What microgreens sell best in Menands?
Sunflower, pea shoots, and radish are the three highest-volume sellers in nearly every U.S. city, including Menands. Broccoli is the highest-margin variety because of its sulforaphane reputation with health-focused buyers. Specialty varieties like amaranth and shiso command premium pricing from chef-driven restaurants.
How much space do I need to grow microgreens in Menands?
A 10 by 10 foot room with two shelving units holds 60 to 80 active trays, which is enough to produce $3,000 to $5,000 per month. A basement, garage corner, spare bedroom, or sunroom all work in Menands's climate. Vertical shelving is the fastest path to higher revenue per square foot.
What is the best app for tracking microgreen production in Menands?

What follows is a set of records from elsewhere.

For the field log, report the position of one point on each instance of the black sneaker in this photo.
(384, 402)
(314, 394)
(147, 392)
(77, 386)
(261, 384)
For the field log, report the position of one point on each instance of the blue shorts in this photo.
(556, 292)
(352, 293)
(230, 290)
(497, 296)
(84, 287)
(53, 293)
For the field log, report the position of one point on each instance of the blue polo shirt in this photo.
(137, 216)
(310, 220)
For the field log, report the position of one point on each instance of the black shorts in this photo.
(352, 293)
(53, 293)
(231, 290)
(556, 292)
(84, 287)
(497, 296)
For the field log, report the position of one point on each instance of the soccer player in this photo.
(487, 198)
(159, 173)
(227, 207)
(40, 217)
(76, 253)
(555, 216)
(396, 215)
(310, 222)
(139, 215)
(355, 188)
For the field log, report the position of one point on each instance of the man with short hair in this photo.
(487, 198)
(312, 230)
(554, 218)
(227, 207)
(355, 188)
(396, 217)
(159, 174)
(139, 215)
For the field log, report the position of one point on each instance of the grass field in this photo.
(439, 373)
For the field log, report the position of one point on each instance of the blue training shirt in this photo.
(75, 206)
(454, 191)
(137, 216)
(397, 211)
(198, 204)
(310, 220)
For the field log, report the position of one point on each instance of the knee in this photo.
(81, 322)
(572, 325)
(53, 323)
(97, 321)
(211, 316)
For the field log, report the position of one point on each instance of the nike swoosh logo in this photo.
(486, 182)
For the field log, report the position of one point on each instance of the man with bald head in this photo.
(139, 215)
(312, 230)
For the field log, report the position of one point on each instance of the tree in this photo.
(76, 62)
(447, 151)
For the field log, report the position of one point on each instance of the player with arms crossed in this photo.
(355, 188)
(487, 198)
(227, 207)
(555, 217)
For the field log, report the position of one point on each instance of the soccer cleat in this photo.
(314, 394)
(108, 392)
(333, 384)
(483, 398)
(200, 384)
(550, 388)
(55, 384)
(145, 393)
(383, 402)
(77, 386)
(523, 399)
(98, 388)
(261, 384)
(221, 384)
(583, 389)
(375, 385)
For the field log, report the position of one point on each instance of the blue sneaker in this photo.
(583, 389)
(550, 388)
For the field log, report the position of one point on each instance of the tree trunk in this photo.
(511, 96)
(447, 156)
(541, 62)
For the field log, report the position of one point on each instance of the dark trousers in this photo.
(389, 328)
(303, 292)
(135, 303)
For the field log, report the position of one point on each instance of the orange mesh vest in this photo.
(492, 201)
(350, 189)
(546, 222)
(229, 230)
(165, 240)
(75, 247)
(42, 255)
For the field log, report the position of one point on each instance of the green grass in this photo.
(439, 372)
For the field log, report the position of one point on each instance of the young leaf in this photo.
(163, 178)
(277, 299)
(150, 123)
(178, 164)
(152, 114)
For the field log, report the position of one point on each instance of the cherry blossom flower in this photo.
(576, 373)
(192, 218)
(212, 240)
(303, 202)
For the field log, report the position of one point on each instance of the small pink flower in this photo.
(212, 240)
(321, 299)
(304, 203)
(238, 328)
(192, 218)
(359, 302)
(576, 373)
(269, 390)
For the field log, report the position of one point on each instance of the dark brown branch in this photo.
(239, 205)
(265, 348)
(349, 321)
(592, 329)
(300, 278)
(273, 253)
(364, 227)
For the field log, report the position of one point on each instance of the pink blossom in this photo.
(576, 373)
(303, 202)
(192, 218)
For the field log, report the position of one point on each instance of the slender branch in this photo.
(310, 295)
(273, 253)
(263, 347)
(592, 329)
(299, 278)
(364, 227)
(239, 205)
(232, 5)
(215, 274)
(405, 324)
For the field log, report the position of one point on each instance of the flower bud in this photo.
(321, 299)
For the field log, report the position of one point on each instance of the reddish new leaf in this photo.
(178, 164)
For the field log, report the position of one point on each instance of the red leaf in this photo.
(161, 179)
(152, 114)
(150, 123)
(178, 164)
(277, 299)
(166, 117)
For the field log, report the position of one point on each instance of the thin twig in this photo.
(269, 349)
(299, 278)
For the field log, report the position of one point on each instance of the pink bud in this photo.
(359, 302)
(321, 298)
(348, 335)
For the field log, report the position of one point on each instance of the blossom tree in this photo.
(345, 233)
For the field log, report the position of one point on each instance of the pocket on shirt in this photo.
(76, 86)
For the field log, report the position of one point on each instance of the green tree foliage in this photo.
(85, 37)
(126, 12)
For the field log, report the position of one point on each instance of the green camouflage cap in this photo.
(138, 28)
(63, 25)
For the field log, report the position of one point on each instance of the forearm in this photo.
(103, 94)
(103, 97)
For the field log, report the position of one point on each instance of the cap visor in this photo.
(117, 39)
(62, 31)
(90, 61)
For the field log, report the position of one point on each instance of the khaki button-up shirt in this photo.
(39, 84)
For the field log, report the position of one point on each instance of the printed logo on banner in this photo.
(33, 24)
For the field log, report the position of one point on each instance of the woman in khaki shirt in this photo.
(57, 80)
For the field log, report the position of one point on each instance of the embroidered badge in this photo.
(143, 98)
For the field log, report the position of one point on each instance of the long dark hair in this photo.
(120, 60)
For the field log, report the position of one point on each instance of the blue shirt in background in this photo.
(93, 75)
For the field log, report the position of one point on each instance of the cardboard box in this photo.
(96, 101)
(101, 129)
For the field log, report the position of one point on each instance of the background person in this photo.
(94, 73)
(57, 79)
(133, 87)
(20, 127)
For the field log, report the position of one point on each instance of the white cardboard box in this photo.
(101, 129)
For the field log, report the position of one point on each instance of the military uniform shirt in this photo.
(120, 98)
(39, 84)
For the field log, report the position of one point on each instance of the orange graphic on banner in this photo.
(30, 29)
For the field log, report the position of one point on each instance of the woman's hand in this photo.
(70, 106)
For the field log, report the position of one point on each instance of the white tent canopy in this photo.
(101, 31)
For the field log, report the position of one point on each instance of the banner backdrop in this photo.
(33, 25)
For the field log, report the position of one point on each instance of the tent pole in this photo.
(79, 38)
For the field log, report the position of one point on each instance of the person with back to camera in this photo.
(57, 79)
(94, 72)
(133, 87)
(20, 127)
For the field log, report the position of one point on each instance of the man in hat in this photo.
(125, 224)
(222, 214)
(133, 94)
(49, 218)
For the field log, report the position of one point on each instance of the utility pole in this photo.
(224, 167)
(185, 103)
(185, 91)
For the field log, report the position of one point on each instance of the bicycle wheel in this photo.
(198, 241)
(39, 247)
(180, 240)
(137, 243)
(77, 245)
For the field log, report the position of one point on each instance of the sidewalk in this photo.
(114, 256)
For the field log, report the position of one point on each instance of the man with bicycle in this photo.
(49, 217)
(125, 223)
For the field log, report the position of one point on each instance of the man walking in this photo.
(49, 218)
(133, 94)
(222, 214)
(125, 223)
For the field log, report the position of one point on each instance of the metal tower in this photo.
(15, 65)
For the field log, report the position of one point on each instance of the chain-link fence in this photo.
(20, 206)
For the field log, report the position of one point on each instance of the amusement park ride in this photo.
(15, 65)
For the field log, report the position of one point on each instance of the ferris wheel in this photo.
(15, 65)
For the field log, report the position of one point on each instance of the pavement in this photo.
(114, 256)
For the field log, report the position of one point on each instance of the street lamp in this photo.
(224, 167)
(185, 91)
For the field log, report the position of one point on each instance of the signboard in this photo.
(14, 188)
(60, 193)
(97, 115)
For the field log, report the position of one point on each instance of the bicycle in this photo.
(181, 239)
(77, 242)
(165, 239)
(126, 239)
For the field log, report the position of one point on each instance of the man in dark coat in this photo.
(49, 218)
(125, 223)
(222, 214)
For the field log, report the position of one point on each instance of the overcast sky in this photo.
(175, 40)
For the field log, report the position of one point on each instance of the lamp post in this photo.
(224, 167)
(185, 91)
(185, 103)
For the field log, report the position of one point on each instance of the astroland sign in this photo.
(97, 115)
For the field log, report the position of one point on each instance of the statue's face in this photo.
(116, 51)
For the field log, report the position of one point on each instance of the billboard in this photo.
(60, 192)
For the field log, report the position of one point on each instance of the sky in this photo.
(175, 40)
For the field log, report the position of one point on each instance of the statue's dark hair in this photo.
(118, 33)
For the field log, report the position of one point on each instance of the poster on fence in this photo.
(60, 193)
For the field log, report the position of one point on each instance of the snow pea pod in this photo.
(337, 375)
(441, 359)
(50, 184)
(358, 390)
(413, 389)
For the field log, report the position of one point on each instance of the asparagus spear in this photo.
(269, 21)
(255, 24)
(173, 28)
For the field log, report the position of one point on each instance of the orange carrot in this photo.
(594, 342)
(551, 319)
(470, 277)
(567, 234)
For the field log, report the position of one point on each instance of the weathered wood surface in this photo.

Grown Like A Pro is the operating system used by working microgreen farms in Menands. It handles seed density math, watering schedules, harvest timing, inventory, customer orders, and the financial side. Free 30-day trial with no credit card.
How long does it take to learn to grow microgreens commercially?
Most growers in Menands are selling their first trays within 30 days of starting. Commercial proficiency, meaning you can run 50-plus trays per week without losing crops to mold or under-seeding, takes 60 to 90 days. The seed density and watering math is the single biggest predictor of how fast you get there.
Do I need a license to sell microgreens in Menands?
For farmers market and direct-to-consumer sales in Menands, most growers operate under New York's cottage food law with no special license. For wholesale to restaurants and grocery stores, you typically need a basic food handler permit, a sales tax permit, and depending on volume, an inspection from your county health department.
How do I price microgreens to restaurants in Menands?
Restaurant wholesale in Menands runs $1.50 to $2.50 per ounce for standard varieties, $3 to $5 per ounce for specialty varieties like shiso, micro basil, or amaranth. Sell by the pound for repeat accounts. Local fresh commands a premium over the shipped-in product that most Menands restaurants currently buy.

Related guides

Once you have the Menands math in your head, the next read is the density chart that drives every tray you plant.